Spinors, Inflation, and Non-Singular Cyclic Cosmologies

TL;DR

This paper explores cosmological models with spinor fields, revealing their potential to produce non-singular cyclic universes and analyzing their inflationary behavior, which differs from scalar field models.

Contribution

It introduces novel cosmological solutions involving spinor fields, including non-singular cyclic models, and assesses their inflationary dynamics and perturbation spectra.

Findings

Spinor-driven inflation yields a blue spectrum of density perturbations.

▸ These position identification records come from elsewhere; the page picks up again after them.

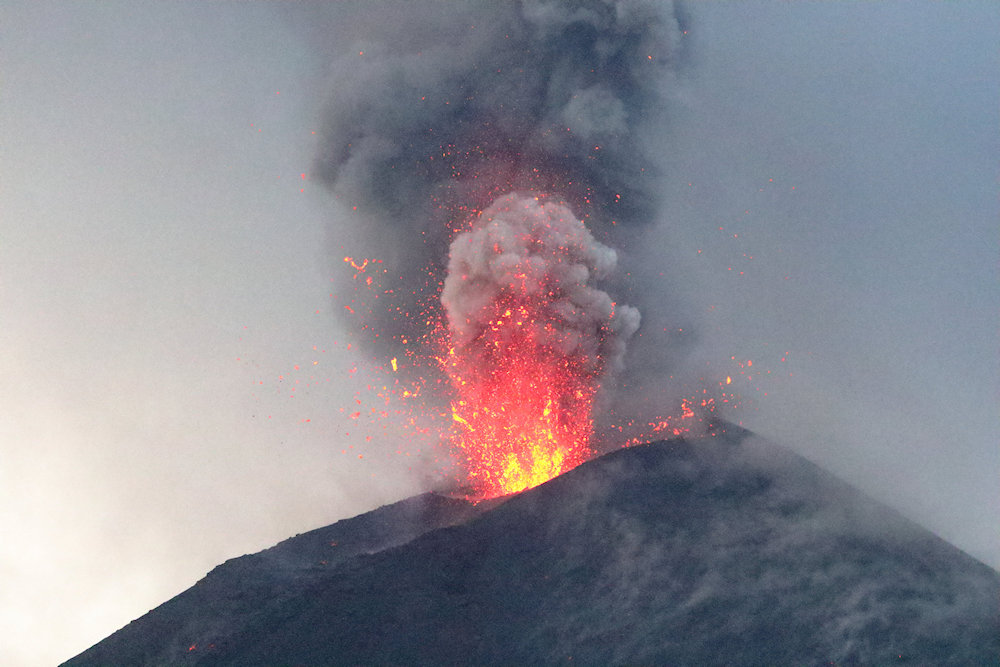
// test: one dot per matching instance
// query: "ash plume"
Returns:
(534, 255)
(440, 108)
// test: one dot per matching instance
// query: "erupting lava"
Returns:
(530, 339)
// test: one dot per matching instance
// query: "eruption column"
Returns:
(530, 339)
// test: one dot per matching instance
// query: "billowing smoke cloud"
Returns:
(446, 106)
(528, 256)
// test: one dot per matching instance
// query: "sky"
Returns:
(173, 376)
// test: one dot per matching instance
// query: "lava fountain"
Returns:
(530, 338)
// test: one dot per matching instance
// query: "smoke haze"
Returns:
(428, 122)
(823, 177)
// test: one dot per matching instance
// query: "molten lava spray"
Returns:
(530, 338)
(439, 114)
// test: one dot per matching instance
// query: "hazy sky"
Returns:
(171, 373)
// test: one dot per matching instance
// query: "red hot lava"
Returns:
(530, 339)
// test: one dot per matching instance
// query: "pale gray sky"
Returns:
(165, 277)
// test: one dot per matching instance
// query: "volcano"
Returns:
(724, 549)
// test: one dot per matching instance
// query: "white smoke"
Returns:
(524, 250)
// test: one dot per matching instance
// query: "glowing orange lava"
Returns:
(522, 411)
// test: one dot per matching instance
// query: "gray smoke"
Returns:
(536, 255)
(443, 107)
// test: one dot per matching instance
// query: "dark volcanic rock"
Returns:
(723, 550)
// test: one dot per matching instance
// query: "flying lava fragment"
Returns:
(530, 337)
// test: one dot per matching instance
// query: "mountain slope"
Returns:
(727, 549)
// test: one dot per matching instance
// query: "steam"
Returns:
(537, 256)
(445, 107)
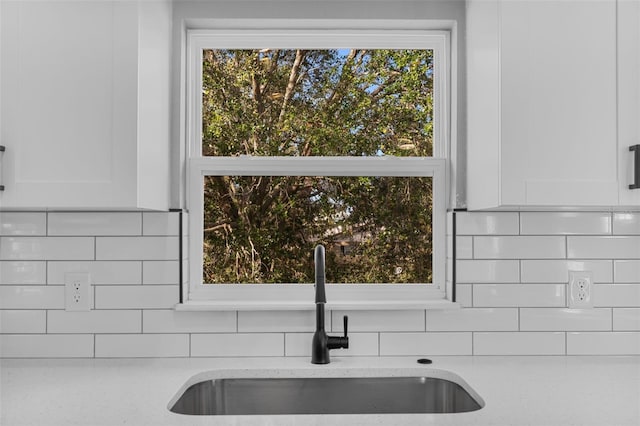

Non-singular cyclic cosmologies are possible with simple quartic spinor self-interactions.

Spinor fields can be approximated in certain quantum systems, offering new modeling approaches.

Abstract

We consider toy cosmological models in which a classical, homogeneous, spinor field provides a dominant or sub-dominant contribution to the energy-momentum tensor of a flat Friedmann-Robertson-Walker universe. We find that, if such a field were to exist, appropriate choices of the spinor self-interaction would generate a rich variety of behaviors, quite different from their widely studied scalar field counterparts. We first discuss solutions that incorporate a stage of cosmic inflation and estimate the primordial spectrum of density perturbations seeded during such a stage. Inflation driven by a spinor field turns out to be unappealing as it leads to a blue spectrum of perturbations and requires considerable fine-tuning of parameters. We next find that, for simple, quartic spinor self-interactions, non-singular cyclic cosmologies exist with reasonable parameter choices. These solutions might eventually be incorporated into a successful past- and future-eternal cosmological model free of singularities. In an Appendix, we discuss the classical treatment of spinors and argue that certain quantum systems might be approximated in terms of such fields.